The electroencephalography cap—it looks much like a swimmer’s cap— is a fundamental tool for cognitive neuroscience.
The EEG cap fits snugly over the head, allowing the attached electrodes to record the brain’s spontaneous electrical activity. Any number of factors can throw off readings from this highly sensitive equipment, and Dan Klee, a recent graduate of the Clark Honors College, (right) considers every one of them every time he fits a subject with the cap.
The headgear, which can be uncomfortable, must be perfectly positioned, the calibration adjusted precisely for each subject. There is also the human element to consider: Klee must strike a perfect tone with his subjects, calming and defusing those who are apprehensive while projecting the authority necessary to ensure that a test is conducted properly.
It’s the kind of work that typically goes to a graduate student, given the expense of these tests and the demand to get things right the first time. And for Klee, one of precious few undergraduates in cognitive neuroscience entrusted to run these experiments, it’s been thrilling.
“I was game to do it—it was a great opportunity,” Klee said. “The EEG is the meat of the whole cognitive neuroscience process. This was an opportunity to really be doing serious research.”
Klee, in fact, has been game for anything asked of him since joining the laboratory of psychology professor Edward Awh three years ago to study visual working memory and attention.
Klee came to the university expecting to study music.

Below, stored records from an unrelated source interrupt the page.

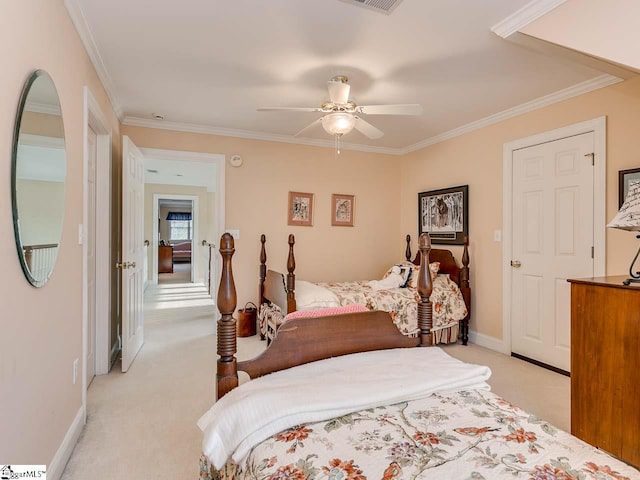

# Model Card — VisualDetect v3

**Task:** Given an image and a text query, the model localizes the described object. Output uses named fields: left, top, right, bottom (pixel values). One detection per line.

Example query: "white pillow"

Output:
left=296, top=280, right=340, bottom=310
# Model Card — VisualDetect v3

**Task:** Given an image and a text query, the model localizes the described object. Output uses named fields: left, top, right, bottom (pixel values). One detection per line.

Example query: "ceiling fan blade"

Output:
left=327, top=80, right=351, bottom=105
left=256, top=107, right=322, bottom=112
left=357, top=103, right=422, bottom=115
left=355, top=116, right=384, bottom=140
left=294, top=117, right=322, bottom=137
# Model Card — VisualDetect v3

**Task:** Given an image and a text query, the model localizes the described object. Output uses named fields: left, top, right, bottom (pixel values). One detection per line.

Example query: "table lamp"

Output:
left=607, top=180, right=640, bottom=285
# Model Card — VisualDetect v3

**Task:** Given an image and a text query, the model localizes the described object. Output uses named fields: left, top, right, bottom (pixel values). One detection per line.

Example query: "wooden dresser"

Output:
left=569, top=276, right=640, bottom=467
left=158, top=245, right=173, bottom=273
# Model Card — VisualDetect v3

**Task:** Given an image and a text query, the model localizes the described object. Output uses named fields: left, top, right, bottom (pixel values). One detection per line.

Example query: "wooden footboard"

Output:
left=216, top=233, right=433, bottom=398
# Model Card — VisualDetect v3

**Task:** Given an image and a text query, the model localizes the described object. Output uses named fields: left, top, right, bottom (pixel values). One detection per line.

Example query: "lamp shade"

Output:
left=607, top=180, right=640, bottom=231
left=322, top=112, right=356, bottom=135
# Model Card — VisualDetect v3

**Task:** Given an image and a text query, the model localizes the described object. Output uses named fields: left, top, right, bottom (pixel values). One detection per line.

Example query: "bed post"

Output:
left=287, top=233, right=296, bottom=313
left=418, top=233, right=433, bottom=347
left=404, top=234, right=411, bottom=262
left=460, top=236, right=471, bottom=345
left=216, top=233, right=238, bottom=399
left=258, top=233, right=267, bottom=340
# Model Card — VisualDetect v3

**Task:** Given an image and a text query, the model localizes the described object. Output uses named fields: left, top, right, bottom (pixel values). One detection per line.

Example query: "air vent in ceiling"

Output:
left=340, top=0, right=402, bottom=15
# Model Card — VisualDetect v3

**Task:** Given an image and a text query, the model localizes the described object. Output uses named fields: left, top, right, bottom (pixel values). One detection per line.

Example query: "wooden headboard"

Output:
left=405, top=235, right=469, bottom=287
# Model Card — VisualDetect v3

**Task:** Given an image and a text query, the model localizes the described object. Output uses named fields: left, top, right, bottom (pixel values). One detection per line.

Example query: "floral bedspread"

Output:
left=318, top=275, right=467, bottom=335
left=200, top=391, right=640, bottom=480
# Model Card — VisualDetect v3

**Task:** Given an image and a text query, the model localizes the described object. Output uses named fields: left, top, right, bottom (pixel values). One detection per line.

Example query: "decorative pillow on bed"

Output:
left=296, top=280, right=340, bottom=310
left=382, top=262, right=412, bottom=288
left=284, top=305, right=369, bottom=321
left=407, top=262, right=440, bottom=288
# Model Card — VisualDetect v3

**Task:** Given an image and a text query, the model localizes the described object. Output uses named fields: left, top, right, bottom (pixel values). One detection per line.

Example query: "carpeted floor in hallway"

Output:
left=62, top=284, right=570, bottom=480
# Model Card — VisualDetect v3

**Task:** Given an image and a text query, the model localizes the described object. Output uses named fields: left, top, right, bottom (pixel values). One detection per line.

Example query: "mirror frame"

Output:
left=11, top=69, right=67, bottom=288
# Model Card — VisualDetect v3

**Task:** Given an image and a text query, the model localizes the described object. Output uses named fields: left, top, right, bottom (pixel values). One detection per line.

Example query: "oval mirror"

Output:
left=11, top=70, right=67, bottom=287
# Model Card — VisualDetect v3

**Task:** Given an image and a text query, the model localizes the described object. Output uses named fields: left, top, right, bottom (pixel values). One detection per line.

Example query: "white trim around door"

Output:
left=494, top=117, right=607, bottom=355
left=79, top=86, right=112, bottom=415
left=140, top=148, right=226, bottom=301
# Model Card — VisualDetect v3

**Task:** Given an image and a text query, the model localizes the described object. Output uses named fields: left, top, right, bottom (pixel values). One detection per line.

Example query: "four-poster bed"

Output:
left=198, top=234, right=640, bottom=480
left=259, top=235, right=471, bottom=345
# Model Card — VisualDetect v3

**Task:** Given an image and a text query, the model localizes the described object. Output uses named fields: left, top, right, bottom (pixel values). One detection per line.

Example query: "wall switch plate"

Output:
left=73, top=358, right=78, bottom=385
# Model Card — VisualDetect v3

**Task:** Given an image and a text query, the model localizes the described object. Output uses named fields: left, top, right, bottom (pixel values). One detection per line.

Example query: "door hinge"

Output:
left=584, top=153, right=596, bottom=166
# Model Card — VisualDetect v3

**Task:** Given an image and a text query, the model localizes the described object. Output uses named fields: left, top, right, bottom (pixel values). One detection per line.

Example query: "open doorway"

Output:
left=143, top=149, right=224, bottom=316
left=153, top=194, right=195, bottom=284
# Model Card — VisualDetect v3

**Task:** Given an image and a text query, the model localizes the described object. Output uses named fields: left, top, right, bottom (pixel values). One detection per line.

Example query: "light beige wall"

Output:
left=16, top=179, right=65, bottom=245
left=122, top=126, right=404, bottom=305
left=521, top=0, right=640, bottom=71
left=144, top=183, right=209, bottom=279
left=400, top=79, right=640, bottom=338
left=0, top=0, right=120, bottom=464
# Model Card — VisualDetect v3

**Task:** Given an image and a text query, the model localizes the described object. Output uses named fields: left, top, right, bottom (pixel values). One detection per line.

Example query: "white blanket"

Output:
left=198, top=347, right=491, bottom=469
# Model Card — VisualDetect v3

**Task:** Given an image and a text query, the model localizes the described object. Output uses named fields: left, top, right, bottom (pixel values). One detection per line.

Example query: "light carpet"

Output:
left=62, top=294, right=570, bottom=480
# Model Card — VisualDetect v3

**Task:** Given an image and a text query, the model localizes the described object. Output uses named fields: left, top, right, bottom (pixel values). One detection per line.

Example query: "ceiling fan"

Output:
left=258, top=75, right=422, bottom=153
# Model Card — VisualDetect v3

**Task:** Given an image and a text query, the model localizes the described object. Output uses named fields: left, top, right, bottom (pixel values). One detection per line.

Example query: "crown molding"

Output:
left=122, top=74, right=623, bottom=155
left=122, top=116, right=404, bottom=155
left=402, top=74, right=623, bottom=154
left=64, top=0, right=123, bottom=119
left=491, top=0, right=567, bottom=38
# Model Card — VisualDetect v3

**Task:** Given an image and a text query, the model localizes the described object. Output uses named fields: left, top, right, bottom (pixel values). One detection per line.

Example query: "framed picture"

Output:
left=288, top=192, right=313, bottom=227
left=418, top=185, right=469, bottom=245
left=331, top=193, right=356, bottom=227
left=618, top=168, right=640, bottom=209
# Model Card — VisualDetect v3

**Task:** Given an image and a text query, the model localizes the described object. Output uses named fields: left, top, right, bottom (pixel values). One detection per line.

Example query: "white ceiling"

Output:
left=72, top=0, right=616, bottom=151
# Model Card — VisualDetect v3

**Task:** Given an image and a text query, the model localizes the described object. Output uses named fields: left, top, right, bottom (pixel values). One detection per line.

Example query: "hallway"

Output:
left=62, top=283, right=264, bottom=480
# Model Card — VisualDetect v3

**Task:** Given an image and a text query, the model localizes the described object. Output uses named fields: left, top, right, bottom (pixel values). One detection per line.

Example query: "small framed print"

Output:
left=288, top=192, right=313, bottom=227
left=331, top=193, right=356, bottom=227
left=618, top=168, right=640, bottom=209
left=418, top=185, right=469, bottom=245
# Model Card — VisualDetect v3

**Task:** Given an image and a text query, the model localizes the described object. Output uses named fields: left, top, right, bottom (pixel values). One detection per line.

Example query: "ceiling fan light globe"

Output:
left=322, top=112, right=356, bottom=135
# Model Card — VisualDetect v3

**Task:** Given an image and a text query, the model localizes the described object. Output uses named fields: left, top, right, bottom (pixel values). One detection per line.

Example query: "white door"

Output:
left=120, top=136, right=144, bottom=372
left=84, top=127, right=98, bottom=387
left=511, top=132, right=594, bottom=371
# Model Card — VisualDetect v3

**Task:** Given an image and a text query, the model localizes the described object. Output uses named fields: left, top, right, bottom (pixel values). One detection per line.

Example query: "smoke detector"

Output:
left=340, top=0, right=402, bottom=15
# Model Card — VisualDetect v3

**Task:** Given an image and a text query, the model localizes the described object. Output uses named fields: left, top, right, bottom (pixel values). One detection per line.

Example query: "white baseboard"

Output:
left=47, top=406, right=85, bottom=480
left=469, top=330, right=511, bottom=355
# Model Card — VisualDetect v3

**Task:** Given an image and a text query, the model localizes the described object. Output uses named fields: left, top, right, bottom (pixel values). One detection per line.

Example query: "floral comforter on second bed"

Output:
left=200, top=390, right=640, bottom=480
left=317, top=275, right=467, bottom=335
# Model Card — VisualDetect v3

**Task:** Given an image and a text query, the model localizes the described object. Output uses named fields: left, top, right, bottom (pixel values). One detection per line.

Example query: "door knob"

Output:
left=116, top=262, right=136, bottom=270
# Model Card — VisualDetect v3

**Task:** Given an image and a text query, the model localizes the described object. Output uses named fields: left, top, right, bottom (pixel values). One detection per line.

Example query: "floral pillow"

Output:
left=382, top=262, right=415, bottom=288
left=407, top=262, right=440, bottom=288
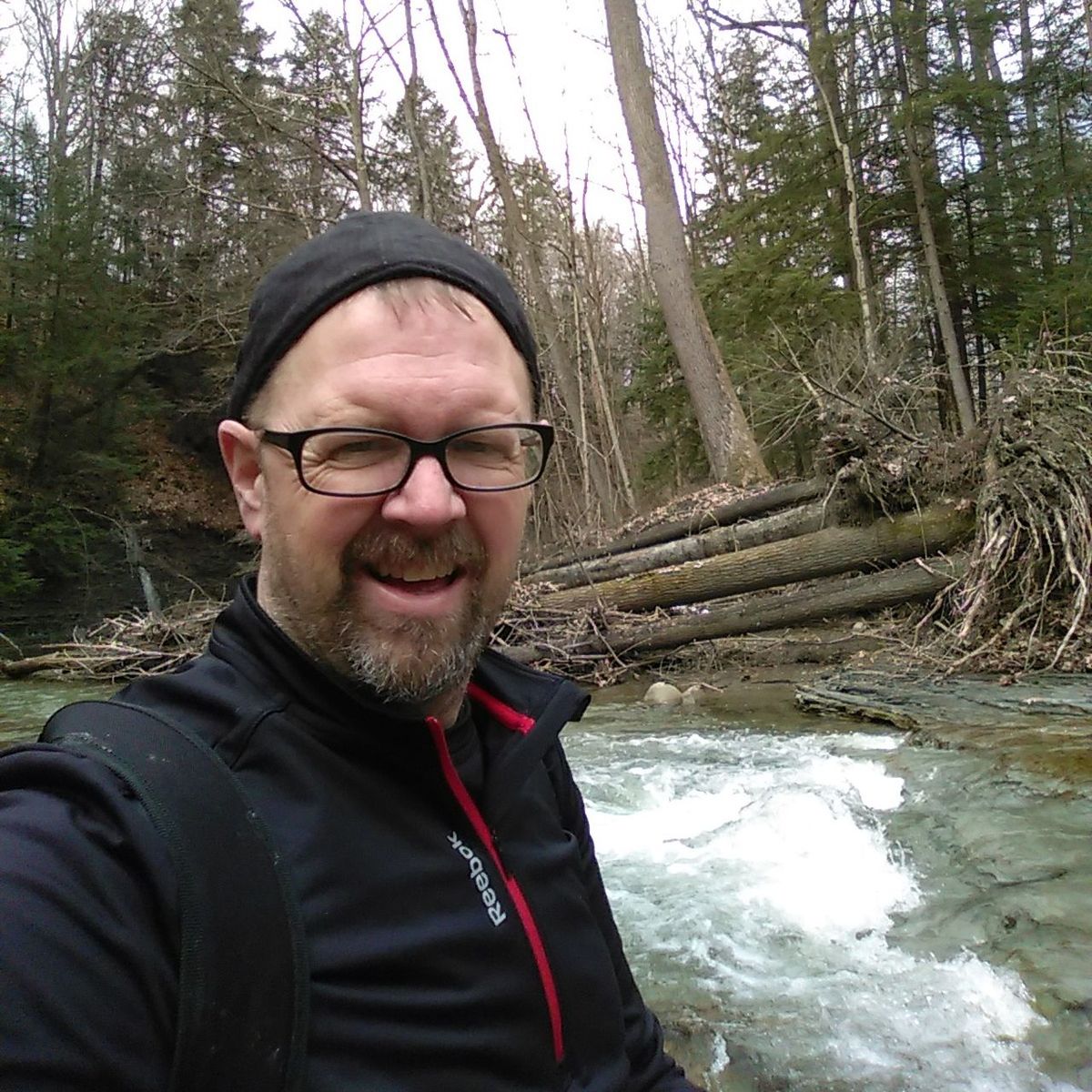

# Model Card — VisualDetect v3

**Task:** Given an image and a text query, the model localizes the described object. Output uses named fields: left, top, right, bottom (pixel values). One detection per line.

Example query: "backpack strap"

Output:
left=42, top=701, right=310, bottom=1092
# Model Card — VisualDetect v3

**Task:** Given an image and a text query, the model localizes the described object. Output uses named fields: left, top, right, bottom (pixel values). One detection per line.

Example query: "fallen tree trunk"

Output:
left=526, top=479, right=824, bottom=575
left=531, top=503, right=824, bottom=590
left=541, top=502, right=974, bottom=611
left=0, top=652, right=67, bottom=679
left=604, top=558, right=966, bottom=656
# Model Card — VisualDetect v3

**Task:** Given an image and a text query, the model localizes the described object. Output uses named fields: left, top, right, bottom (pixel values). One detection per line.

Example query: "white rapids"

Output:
left=567, top=706, right=1074, bottom=1092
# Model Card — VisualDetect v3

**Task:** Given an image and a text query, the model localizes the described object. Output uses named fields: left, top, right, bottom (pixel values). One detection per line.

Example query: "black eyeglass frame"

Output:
left=258, top=420, right=553, bottom=497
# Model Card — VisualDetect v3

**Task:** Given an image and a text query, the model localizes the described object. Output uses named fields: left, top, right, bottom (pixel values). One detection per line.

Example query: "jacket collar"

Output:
left=209, top=575, right=590, bottom=742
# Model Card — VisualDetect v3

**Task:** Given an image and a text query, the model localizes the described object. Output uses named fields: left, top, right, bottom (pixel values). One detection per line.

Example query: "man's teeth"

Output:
left=376, top=566, right=454, bottom=584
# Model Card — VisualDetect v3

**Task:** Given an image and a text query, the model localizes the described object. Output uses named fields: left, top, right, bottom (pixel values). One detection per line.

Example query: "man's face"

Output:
left=220, top=293, right=531, bottom=711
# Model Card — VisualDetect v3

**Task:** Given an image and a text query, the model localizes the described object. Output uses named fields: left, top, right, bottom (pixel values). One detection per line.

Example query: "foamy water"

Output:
left=568, top=708, right=1075, bottom=1092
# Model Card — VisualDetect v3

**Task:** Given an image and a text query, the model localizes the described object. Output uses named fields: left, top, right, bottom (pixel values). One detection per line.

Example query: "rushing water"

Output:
left=0, top=678, right=119, bottom=747
left=0, top=681, right=1092, bottom=1092
left=567, top=704, right=1092, bottom=1092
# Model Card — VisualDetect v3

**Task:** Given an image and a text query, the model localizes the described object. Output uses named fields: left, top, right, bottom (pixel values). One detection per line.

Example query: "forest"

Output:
left=0, top=0, right=1092, bottom=662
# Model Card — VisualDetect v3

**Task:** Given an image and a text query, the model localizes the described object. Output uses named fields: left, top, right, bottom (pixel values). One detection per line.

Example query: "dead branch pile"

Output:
left=0, top=600, right=224, bottom=682
left=815, top=377, right=986, bottom=524
left=939, top=353, right=1092, bottom=671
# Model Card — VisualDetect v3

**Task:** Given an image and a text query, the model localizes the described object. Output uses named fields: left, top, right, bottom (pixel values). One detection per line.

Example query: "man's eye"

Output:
left=322, top=436, right=402, bottom=464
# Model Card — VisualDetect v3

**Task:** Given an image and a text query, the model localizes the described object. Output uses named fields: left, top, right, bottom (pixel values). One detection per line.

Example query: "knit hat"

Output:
left=228, top=212, right=541, bottom=420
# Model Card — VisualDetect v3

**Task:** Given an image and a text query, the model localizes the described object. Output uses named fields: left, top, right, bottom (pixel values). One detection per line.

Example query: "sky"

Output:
left=266, top=0, right=688, bottom=236
left=6, top=0, right=707, bottom=230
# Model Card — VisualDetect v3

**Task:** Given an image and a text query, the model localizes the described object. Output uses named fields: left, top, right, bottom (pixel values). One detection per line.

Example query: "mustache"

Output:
left=342, top=528, right=486, bottom=575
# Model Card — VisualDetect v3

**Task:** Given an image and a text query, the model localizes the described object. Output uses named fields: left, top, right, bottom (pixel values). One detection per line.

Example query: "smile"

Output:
left=368, top=564, right=463, bottom=586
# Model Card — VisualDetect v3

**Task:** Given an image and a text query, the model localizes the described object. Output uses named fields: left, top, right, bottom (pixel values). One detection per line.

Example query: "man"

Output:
left=0, top=213, right=693, bottom=1092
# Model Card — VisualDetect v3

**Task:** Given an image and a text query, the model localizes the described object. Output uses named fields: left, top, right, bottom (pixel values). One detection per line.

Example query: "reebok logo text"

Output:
left=448, top=831, right=508, bottom=925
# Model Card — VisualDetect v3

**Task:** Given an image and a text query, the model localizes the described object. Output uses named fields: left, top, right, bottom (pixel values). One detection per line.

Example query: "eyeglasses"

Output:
left=260, top=424, right=553, bottom=497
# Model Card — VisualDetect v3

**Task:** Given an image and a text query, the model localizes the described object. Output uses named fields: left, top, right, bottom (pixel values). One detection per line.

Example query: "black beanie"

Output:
left=228, top=212, right=541, bottom=420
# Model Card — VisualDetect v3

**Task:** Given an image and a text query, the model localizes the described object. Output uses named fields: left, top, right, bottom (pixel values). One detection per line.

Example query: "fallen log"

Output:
left=0, top=652, right=67, bottom=679
left=604, top=558, right=966, bottom=656
left=528, top=503, right=824, bottom=589
left=526, top=479, right=825, bottom=575
left=541, top=501, right=974, bottom=611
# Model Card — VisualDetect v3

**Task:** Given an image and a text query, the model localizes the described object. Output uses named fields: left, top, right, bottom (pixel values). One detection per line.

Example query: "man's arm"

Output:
left=546, top=744, right=701, bottom=1092
left=0, top=747, right=178, bottom=1092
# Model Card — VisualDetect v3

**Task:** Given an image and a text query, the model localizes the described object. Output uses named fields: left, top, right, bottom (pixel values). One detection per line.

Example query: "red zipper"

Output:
left=425, top=716, right=564, bottom=1065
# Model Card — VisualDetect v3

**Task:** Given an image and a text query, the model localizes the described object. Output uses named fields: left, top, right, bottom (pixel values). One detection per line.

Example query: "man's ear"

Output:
left=217, top=420, right=266, bottom=541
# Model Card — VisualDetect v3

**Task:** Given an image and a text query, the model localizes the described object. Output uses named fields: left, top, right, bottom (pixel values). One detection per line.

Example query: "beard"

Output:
left=263, top=528, right=506, bottom=705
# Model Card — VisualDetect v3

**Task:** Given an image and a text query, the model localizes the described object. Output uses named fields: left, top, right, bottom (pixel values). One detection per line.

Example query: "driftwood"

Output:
left=606, top=558, right=966, bottom=655
left=0, top=652, right=70, bottom=679
left=541, top=502, right=974, bottom=611
left=526, top=479, right=824, bottom=575
left=531, top=502, right=824, bottom=589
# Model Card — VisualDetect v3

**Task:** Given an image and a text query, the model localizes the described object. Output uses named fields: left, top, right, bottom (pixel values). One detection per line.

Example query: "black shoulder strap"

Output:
left=42, top=701, right=310, bottom=1092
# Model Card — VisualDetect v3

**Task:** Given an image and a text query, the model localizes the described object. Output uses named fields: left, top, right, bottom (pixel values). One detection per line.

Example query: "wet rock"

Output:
left=642, top=682, right=682, bottom=705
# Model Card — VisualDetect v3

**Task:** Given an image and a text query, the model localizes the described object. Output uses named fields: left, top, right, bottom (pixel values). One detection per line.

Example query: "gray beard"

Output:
left=339, top=615, right=492, bottom=705
left=259, top=524, right=502, bottom=705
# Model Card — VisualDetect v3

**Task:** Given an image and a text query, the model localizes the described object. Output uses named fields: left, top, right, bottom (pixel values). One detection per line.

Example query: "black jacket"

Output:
left=0, top=585, right=693, bottom=1092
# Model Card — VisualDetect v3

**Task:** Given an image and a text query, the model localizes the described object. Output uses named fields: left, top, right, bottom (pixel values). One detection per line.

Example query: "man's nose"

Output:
left=383, top=455, right=466, bottom=530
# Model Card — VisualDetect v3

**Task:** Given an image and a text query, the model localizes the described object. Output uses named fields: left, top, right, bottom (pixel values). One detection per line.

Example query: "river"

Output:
left=0, top=682, right=1092, bottom=1092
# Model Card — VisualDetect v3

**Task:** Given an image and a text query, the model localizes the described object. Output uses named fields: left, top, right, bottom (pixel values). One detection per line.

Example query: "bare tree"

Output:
left=605, top=0, right=770, bottom=484
left=428, top=0, right=615, bottom=519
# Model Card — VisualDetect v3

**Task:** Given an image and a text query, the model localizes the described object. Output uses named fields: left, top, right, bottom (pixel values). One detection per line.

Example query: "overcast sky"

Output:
left=273, top=0, right=687, bottom=235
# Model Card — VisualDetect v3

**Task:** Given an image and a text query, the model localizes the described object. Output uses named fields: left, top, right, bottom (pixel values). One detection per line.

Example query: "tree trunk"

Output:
left=605, top=0, right=770, bottom=485
left=428, top=0, right=615, bottom=520
left=541, top=503, right=974, bottom=611
left=533, top=503, right=825, bottom=590
left=606, top=558, right=963, bottom=656
left=526, top=479, right=824, bottom=573
left=1019, top=0, right=1055, bottom=275
left=891, top=0, right=974, bottom=433
left=799, top=0, right=881, bottom=379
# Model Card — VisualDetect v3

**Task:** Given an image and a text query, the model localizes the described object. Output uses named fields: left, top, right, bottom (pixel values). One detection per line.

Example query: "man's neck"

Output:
left=422, top=687, right=466, bottom=732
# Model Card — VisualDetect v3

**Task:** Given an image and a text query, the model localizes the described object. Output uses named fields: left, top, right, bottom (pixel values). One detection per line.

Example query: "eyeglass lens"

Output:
left=300, top=425, right=542, bottom=496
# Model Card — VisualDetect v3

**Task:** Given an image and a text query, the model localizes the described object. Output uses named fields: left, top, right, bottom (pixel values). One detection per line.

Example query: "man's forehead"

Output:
left=228, top=212, right=541, bottom=419
left=250, top=280, right=535, bottom=419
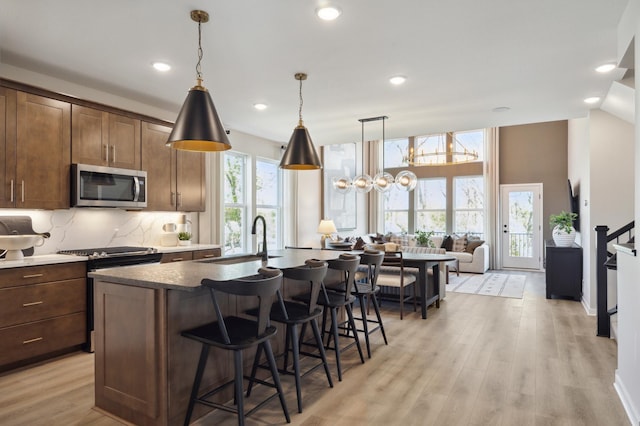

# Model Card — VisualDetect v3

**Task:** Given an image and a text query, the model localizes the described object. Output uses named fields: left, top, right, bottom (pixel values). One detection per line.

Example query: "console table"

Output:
left=545, top=240, right=582, bottom=301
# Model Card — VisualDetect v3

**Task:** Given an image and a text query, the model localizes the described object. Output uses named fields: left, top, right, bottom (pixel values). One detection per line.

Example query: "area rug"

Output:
left=447, top=272, right=527, bottom=299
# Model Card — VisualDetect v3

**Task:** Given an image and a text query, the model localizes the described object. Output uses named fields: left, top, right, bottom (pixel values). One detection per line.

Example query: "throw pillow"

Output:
left=353, top=237, right=365, bottom=250
left=451, top=234, right=467, bottom=252
left=464, top=238, right=484, bottom=254
left=440, top=235, right=453, bottom=251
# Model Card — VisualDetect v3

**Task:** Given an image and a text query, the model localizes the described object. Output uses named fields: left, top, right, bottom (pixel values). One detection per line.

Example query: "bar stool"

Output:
left=181, top=268, right=291, bottom=426
left=247, top=261, right=333, bottom=413
left=294, top=253, right=364, bottom=381
left=353, top=250, right=389, bottom=358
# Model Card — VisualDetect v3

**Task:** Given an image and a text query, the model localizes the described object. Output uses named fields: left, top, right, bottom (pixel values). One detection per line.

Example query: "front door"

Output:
left=500, top=183, right=542, bottom=270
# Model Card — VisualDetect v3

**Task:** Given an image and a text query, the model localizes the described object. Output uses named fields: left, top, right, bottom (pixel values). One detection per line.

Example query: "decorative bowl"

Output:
left=0, top=234, right=44, bottom=260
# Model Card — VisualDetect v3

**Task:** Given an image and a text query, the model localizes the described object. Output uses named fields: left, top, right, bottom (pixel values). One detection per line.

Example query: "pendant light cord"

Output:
left=196, top=19, right=203, bottom=86
left=298, top=79, right=303, bottom=126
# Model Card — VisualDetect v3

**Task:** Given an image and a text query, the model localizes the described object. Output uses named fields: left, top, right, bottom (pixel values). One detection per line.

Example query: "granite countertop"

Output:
left=613, top=243, right=636, bottom=256
left=89, top=249, right=344, bottom=291
left=0, top=254, right=88, bottom=269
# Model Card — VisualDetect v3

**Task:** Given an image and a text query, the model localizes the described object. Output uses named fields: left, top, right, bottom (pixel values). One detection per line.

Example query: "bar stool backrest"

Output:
left=201, top=269, right=282, bottom=344
left=327, top=253, right=360, bottom=300
left=360, top=250, right=384, bottom=290
left=280, top=260, right=328, bottom=319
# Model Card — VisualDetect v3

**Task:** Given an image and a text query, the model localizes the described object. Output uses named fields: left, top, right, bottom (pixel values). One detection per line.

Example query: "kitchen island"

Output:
left=90, top=249, right=450, bottom=425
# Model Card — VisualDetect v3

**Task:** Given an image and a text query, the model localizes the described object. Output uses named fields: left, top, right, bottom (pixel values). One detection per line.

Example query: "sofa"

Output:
left=380, top=234, right=489, bottom=274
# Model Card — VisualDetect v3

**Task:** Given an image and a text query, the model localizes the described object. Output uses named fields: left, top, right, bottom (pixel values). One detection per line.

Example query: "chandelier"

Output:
left=402, top=132, right=478, bottom=166
left=332, top=115, right=418, bottom=194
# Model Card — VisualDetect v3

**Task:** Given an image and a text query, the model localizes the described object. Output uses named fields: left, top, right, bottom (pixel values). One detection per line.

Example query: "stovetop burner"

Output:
left=58, top=246, right=158, bottom=259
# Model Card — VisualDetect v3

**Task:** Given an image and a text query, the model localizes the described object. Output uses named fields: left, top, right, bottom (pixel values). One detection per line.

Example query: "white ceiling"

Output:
left=0, top=0, right=627, bottom=145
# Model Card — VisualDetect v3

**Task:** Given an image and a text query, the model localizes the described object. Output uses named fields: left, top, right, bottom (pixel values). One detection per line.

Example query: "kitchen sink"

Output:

But his real interest was psychology, and the more he studied it the faster he progressed; by sophomore year, he was convinced that he wanted to apply to graduate schools so he began mass-e-mailing professors in the hope of finding a position with a research laboratory. Awh was the first to respond, initiating a three-year relationship during which Klee has enjoyed the latitude to take on whatever interests him in the lab.
Klee studies “visual crowding,” a phenomenon that limits our ability to recognize objects in peripheral vision. Research could bring educational benefits for individuals with attention deficit hyperactivity disorder and the development of learning tools for individuals with specific types of visual impairment.
Undergraduates in Awh’s laboratory start “in the trenches,” the professor said: They learn to develop theories and conduct experiments, recognizing that everything takes longer than the textbooks suggest. Graduate students generally handle data collection but Awh allows talented undergraduates such as Klee to help.
Klee, in fact, is a coauthor for three published papers developed by Awh’s lab, which will only strengthen his application to a PhD program.
His first published paper focused on “subitization,” which is the brain’s ability to instantaneously count, on sight, a number of items; it was published last year in the Journal of Neuroscience. The study incorporated use of the EEG cap; Klee learned the intricacies of the device first by observing a graduate student work with it, then by performing those experiments himself under supervision.
Awh credited Klee not just for his performance in running tests but for being able to join in the higher-level discussion between professors and graduate students about what those tests mean.
“Dan’s one of those students who is able to hold his own in these discussions,” Awh said. “That’s what I’m looking for in a student who wants to be a coauthor and a collaborator at that level. Dan has gone as far as any undergraduate research assistant in my lab for fourteen years.”